Nel cuore della notte della Resurrezione papa Francesco implora: «Non chiudetevi alla novità!».
Poche ore prima, un presidente quasi novantenne e sulla soglia del mandato insedia una specie di consiglio di reggenza, ignoto alla Costituzione, la cui unica missione è chiudere alla novità. A questo drammatico risultato ci trascina il cannibalismo del Caimano, l’incapacità suicidiaria del Pd, l’inadeguatezza di Grillo e dei 5 Stelle. Lo spiegava benissimo ieri Marco Travaglio: magari l’avesse scritto dieci o venti giorni fa.
Nessuno ha avuto il coraggio di fare un nome alto, di sinistra, noto ai cittadini e credibile agli occhi del Movimento che ha vinto le elezioni: un nome come quello di Stefano Rodotà, o uno paragonabile. Certo, per non più di un anno: per cambiare la legge elettorale, fare leggi contro la corruzione e il conflitto d’interesse, rappresentarci nell’emergenza europea. Un pio desiderio di intellettuali ingenui, si è detto: e allora prendiamoci ora la reggenza dei ‘saggi’. Dove la foglia di fico di Onida non riesce a coprire metà della vergogna. E intanto perdura il governo Monti: non sfiduciato, ma degno di nessunissima fiducia.

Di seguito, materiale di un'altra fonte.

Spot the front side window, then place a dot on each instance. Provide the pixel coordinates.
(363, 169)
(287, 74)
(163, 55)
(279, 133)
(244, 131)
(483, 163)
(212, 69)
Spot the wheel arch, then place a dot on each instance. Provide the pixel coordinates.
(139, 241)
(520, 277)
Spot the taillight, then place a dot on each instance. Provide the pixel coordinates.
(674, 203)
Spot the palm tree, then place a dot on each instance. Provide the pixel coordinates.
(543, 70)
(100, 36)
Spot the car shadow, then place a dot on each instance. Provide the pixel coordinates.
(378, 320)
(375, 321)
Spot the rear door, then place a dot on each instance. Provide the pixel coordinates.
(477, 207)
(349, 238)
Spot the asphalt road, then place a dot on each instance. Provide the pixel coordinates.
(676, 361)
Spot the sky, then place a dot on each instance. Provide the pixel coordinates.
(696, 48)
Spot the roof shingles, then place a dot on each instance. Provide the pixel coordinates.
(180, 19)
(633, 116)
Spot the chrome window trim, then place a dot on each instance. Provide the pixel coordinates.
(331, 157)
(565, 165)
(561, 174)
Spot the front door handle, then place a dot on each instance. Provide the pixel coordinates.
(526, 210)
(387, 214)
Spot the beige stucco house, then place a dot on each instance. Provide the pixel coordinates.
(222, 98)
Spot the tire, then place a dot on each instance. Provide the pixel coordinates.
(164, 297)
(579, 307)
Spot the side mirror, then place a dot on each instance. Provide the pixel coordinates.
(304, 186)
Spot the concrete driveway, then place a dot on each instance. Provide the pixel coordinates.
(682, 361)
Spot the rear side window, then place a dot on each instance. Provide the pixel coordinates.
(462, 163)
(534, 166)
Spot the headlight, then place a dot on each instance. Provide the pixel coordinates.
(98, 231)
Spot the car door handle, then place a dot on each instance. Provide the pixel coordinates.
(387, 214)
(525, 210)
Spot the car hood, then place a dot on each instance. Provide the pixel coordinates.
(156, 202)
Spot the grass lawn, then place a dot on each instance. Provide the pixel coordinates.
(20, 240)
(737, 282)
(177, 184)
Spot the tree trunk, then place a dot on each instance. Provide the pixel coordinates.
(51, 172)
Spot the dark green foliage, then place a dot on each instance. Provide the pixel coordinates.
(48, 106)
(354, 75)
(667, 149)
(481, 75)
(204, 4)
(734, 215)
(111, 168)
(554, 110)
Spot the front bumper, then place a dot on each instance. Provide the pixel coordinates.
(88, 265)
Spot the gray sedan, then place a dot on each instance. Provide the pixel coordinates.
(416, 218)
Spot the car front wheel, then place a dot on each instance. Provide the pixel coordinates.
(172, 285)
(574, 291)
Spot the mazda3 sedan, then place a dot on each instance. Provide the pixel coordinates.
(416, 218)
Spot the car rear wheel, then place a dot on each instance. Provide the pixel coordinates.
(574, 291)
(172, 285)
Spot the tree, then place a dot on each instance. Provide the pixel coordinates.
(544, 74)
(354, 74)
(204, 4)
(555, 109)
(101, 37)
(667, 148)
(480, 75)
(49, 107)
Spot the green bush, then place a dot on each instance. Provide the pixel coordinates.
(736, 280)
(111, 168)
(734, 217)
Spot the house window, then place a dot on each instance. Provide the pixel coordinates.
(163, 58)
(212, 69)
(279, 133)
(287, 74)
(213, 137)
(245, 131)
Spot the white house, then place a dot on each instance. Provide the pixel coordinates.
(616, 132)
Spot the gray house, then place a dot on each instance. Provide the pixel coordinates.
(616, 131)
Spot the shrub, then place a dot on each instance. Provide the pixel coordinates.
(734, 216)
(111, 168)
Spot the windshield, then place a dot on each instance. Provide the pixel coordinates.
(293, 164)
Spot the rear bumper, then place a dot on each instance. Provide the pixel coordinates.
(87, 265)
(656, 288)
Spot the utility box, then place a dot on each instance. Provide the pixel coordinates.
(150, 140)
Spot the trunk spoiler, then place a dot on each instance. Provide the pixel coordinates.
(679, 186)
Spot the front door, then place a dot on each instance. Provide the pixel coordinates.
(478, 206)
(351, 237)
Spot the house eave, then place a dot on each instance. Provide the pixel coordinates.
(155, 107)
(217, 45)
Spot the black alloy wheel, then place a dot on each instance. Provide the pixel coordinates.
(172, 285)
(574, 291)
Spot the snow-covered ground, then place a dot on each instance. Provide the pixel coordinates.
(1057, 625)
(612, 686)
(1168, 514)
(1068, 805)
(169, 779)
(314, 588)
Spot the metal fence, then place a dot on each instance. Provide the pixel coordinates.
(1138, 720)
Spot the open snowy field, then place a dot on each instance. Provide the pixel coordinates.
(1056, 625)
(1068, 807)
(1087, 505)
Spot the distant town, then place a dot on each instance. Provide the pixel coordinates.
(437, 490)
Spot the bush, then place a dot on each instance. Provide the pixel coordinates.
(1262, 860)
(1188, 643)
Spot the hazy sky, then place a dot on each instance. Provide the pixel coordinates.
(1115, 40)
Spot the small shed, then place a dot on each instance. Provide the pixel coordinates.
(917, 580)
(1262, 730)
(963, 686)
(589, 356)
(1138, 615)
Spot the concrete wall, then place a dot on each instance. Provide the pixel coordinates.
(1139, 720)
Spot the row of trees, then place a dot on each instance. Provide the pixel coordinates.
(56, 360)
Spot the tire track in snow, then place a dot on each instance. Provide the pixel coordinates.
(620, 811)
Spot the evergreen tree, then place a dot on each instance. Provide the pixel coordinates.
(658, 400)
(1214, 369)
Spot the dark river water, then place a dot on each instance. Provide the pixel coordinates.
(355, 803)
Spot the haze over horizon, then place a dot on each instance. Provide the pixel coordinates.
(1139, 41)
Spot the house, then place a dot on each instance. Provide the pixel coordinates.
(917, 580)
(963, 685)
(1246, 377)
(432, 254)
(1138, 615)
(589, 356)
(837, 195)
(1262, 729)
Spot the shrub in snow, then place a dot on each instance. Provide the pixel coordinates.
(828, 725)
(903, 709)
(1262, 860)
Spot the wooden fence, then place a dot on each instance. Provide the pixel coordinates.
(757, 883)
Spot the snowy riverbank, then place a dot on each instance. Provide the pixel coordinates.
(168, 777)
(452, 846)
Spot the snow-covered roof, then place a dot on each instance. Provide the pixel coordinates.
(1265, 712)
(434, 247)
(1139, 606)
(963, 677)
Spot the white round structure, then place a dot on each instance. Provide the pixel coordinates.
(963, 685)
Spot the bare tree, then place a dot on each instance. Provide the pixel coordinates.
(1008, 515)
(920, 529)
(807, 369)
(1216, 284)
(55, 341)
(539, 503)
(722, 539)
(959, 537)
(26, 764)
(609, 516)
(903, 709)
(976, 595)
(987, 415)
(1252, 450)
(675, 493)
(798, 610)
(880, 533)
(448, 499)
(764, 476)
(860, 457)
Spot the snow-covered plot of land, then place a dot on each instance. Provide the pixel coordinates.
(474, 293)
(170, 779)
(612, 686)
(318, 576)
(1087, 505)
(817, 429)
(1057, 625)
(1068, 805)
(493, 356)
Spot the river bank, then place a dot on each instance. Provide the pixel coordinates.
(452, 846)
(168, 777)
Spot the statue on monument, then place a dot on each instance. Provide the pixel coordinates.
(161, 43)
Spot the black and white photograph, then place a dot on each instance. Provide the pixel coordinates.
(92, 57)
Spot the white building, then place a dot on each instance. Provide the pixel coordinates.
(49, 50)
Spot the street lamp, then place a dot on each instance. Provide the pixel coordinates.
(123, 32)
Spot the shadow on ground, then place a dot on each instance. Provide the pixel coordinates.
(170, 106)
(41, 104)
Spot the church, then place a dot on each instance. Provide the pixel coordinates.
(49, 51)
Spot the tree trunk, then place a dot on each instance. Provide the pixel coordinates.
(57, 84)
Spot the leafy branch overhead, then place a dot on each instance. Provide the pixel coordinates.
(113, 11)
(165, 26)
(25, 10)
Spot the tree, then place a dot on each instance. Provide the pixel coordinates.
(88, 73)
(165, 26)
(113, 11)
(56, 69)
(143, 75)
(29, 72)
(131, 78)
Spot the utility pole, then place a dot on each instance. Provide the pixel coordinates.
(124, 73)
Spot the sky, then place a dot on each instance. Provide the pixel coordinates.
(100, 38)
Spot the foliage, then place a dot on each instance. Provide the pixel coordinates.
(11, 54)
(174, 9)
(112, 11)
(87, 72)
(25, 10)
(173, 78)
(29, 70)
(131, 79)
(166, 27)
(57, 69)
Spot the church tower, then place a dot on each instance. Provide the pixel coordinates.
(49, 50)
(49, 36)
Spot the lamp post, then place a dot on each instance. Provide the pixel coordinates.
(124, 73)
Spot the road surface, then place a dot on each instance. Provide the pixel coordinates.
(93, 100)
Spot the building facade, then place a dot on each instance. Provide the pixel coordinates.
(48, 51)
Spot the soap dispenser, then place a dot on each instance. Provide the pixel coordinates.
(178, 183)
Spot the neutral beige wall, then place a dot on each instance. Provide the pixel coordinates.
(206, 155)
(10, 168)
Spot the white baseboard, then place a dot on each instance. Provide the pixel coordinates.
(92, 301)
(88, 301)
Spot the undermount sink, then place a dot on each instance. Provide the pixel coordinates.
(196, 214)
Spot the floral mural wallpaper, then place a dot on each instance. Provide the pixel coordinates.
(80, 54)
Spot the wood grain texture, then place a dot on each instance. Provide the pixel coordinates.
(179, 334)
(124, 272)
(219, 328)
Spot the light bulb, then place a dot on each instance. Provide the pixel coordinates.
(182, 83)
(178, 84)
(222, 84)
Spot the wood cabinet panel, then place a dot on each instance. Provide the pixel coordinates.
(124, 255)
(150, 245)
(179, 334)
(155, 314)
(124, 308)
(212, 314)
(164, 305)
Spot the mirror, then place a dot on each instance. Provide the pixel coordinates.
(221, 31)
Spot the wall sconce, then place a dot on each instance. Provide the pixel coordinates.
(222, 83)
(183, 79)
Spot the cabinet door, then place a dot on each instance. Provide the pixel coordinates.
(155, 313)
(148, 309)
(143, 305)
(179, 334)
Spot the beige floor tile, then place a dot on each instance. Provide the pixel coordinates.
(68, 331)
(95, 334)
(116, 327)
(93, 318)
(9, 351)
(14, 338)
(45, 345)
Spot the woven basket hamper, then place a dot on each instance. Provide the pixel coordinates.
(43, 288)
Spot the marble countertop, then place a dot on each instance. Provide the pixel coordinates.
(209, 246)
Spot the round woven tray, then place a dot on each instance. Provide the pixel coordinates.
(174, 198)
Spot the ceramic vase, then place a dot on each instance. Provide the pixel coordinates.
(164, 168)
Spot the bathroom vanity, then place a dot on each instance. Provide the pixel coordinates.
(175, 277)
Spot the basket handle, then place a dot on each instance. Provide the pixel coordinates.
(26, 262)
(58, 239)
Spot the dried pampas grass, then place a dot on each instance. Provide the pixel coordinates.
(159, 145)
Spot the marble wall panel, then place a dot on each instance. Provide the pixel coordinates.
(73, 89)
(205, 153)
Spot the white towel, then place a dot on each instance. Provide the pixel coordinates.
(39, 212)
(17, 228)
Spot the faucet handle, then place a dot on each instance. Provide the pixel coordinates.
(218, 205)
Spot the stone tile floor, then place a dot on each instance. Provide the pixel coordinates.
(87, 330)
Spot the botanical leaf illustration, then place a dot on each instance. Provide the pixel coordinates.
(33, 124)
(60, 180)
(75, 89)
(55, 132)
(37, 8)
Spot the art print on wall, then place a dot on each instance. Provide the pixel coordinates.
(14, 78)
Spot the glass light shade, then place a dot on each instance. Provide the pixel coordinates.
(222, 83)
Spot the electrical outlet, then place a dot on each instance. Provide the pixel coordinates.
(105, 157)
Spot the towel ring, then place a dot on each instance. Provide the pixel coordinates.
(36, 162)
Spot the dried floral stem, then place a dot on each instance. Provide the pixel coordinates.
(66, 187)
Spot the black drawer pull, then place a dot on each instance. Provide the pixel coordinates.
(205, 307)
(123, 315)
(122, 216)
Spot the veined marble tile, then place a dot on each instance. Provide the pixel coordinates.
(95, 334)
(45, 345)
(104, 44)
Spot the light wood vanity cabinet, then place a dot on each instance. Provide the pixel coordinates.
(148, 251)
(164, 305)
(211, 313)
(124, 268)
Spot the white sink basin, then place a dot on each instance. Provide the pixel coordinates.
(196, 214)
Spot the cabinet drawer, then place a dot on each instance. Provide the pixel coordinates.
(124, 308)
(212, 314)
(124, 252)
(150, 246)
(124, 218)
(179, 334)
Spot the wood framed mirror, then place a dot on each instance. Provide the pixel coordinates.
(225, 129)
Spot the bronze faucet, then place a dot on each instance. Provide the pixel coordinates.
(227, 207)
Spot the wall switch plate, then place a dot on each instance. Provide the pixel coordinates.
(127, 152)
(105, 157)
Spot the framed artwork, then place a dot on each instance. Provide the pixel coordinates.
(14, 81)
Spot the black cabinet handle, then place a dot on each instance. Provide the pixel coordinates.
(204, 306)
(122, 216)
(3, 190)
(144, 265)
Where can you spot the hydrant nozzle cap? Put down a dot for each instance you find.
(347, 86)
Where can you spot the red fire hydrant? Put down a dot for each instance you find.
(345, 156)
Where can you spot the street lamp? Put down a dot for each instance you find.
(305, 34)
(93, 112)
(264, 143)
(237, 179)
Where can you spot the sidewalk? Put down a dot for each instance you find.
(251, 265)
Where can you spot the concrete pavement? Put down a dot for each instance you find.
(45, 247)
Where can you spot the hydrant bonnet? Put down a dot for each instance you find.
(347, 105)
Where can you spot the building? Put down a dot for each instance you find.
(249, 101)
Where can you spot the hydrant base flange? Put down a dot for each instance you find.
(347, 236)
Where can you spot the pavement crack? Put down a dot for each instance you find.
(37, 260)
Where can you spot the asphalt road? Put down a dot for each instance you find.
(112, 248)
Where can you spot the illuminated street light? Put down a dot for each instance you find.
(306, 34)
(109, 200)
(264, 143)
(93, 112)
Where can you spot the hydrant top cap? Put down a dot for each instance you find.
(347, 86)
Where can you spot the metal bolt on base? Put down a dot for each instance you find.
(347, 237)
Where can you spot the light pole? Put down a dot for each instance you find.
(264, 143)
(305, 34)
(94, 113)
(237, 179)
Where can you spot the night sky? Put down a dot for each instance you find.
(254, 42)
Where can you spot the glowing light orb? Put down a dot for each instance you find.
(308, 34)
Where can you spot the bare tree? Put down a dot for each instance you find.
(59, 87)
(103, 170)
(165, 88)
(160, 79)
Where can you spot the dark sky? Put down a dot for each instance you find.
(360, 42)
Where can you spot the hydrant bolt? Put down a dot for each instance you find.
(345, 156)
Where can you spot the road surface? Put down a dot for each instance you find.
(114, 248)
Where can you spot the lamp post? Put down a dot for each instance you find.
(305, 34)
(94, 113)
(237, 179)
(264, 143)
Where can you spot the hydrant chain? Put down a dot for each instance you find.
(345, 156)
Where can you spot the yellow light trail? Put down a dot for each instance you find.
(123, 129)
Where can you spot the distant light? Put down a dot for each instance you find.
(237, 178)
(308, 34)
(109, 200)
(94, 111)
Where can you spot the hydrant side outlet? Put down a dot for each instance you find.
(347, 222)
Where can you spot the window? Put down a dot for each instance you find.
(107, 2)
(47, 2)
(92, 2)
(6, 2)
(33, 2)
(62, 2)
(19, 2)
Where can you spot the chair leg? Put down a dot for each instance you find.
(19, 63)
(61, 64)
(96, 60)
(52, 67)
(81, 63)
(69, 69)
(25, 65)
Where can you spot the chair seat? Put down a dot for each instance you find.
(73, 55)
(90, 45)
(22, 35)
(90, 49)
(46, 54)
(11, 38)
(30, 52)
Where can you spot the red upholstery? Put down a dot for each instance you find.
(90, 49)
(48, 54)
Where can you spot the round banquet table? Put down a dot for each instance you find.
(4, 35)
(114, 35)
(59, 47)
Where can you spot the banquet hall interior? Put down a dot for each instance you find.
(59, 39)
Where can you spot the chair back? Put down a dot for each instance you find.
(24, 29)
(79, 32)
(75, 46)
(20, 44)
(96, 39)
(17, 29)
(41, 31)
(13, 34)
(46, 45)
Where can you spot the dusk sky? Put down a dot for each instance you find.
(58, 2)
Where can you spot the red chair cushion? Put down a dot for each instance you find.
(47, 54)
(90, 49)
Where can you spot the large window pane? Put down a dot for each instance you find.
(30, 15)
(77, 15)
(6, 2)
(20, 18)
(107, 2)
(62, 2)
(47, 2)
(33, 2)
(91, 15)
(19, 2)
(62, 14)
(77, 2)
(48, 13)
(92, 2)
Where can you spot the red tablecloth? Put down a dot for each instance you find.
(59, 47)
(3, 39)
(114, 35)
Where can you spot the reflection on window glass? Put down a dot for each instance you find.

Siamo arrivati a questo stallo surreale grazie al «buon senso» e al «realismo». Che coinciderebbero con un governo Pd-Pdl, e con l’idea di mandare al Quirinale un relitto ‘moderato e cattolico’ della cosiddetta prima Repubblica.
Lo chiedeva ogni giorno il «Corriere della sera», lo pretendeva Mario Monti, lo insinuava l’archeologico Matteo Renzi (che ha rottamato Massimo D’Alema solo per dire, assai peggio, le identiche cose), lo dichiarava perfino Stefano Fassina, per il quale i voti della Lega (il partito anticostituzionale per eccellenza) non sarebbero poi da buttare.
Il «buon senso» e il «realismo» spingerebbero, dunque, ad affrontare questa crisi politica come se fosse una crisi parlamentare: sommando voti, riempiendo caselle, mettendo in piedi un governo fotocopia di quello Monti. E mescolando, anzi barattando, il piano delle riforme istituzionali con quello del governo. I nomi da ‘governo civico’ che filtrano sui giornali erano, al contrario, il sintomo di una perdita di senso della realtà, da liquidare con l’ironia machiavellica sull’ingenuità irresponsabile della ‘fantasia al potere’.
Ma di quale realtà parliamo? Di quella del Palazzo o di quella del Paese? Come è possibile non vedere che metà degli italiani (il 25 % che non ha votato e il 25 % che ha votato i 5 Stelle) ritiene di non avere più niente da perdere? Come è possibile continuare a parlare di ‘antipolitica’ di fronte a questa larghissima richiesta di una nuova politica? E fare ancora un governo mettendosi (in qualunque modo) d’accordo con chi ha precipitato il Paese in questo baratro sarebbe invece una forma di realismo? Cosa hanno di saggio Quagliarello o Giorgetti?
Gli italiani che hanno votato il Pdl rappresentano (anche anagraficamente) un’Italia che non è disposta a cambiare, un Paese immobile che sta divorando i suoi figli come Saturno. È realismo genuflettersi di fronte a tutto questo? Per difendere un immobile sistema di privilegi illegali, in un Paese votato al suicidio?
Questa visione si basa sull’assunto che l’esplosione del Movimento 5 Stelle sia una malattia da curare attraverso una tattica somministrazione di farmaci politici. Ma è questo assunto la vera perdita di contatto con il reale. Chiunque viva questo Paese, chiunque ne conosca i cittadini sa che, al contrario, quell’esplosione elettorale è il sintomo più evidente della malattia degenerativa di un Paese che agli occhi della metà dei suoi abitanti non sembra avere un futuro.
Il fatto che questa disperazione (non trovo altre parole) non abbia assunto forme distruttive, ma si sia potuta incanalare nella lista di Grillo offre ora la possibilità di un vero cambiamento. Come non vedere che un governo civico guidato e formato da personalità credibili agli occhi di questa parte del Paese (e ora del Parlamento) avrebbe avuto, e potrebbe avere ancora, la possibilità e la forza di avviare la rivoluzione necessaria, col sostegno della coalizione Italia Bene Comune e del Movimento 5 Stelle, che a questo punto non avrebbe più argomenti per ritrarsi dalla responsabilità?
Giuliano Ferrara ha detto che di fronte ad un governo Rodotà (o Zagrebelsky) si sarebbe suicidato. Invece ora è l’Italia è suicidarsi, grazie a Napolitano, Bersani, Berlusconi, Monti e Grillo.
Tutti insieme appassionatamente: pur di non aprirsi a nessuna novità.